Republican legislators criticize oil and gas commission, governor
State legislative Republicans on Thursday sharply criticized the Colorado Oil & Gas Conservation Commission’s proposed new setback rules as “going rogue” and called out Gov. Jared Polis and legislative Democrats for “going back on their promises.”
The rules are being changed and established by the COGCC, which was created by Senate Bill 19-181. That law also changed COGCC’s mission from a body that advocated for oil and gas development to one that regulates “the responsible development and production” of oil and gas in a manner that protects public health, safety and welfare, wildlife and the environment.
Though the setback rule has not been finalized, Republicans and the Colorado Cattlemen’s Association believe the commission is poised to set a 2,000-foot setback rule of all oil and gas drilling and fracking operations statewide. Many surmised that rule could extend to 2,400 feet, as it could apply to the boundaries of the drilling pad, not just well itself.

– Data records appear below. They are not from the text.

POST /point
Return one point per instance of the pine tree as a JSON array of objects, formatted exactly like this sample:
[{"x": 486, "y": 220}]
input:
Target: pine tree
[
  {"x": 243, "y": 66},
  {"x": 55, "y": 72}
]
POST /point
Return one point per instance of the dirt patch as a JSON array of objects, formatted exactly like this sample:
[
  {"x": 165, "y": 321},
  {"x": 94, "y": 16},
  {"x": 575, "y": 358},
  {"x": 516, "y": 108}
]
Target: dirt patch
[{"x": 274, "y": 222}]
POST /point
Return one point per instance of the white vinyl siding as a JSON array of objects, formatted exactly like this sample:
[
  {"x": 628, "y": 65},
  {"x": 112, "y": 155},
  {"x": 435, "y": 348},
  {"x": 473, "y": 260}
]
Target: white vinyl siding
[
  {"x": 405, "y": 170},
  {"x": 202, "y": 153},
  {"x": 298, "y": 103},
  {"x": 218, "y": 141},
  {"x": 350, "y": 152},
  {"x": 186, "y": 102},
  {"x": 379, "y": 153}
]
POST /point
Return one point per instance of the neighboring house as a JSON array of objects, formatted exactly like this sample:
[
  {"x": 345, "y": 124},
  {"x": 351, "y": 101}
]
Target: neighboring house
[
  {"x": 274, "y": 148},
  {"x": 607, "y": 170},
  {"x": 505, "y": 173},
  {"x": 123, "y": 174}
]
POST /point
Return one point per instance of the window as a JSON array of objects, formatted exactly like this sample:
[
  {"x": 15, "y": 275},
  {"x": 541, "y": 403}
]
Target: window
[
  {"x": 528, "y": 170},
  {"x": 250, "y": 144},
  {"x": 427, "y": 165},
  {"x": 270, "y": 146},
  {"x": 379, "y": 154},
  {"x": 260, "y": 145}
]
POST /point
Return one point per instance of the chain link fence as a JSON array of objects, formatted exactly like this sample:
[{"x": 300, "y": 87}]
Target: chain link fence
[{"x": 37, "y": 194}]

“This would be a de facto ban on drilling for oil and gas in Colorado,” said Sen. Assistant Minority Leader John Cooke, R-Greeley, in a Zoom press conference Thursday with five other Republican senators and representatives.
“Just a short time ago, Gov. Polis said the war on oil and gas is over. One week later the COGCC is proposing a 2,500-foot setback rule. It’s 112 all over again,” Cooke said.
He was referring to the soundly defeated 2018 Proposition 112 that called for a minimum 2,500-foot distance requirement for fracking wells, saying the COGCC is now overriding the will of a majority of voters in Colorado with the proposed 2,000-foot setback rule.
Despite the commission accepting public testimony since Fall 2019, and reviewing input from 93 parties, and all the hearings being open on Zoom conference calls, Cooke slammed the commission as operating in “secret” and trying to engineer “back-door deals.”
A COGCC spokeswoman said Thursday: “COGCC’s new mission (is) to regulate, not foster, oil and gas development in a manner that is protective of public health, safety, welfare, the environment and wildlife resources.”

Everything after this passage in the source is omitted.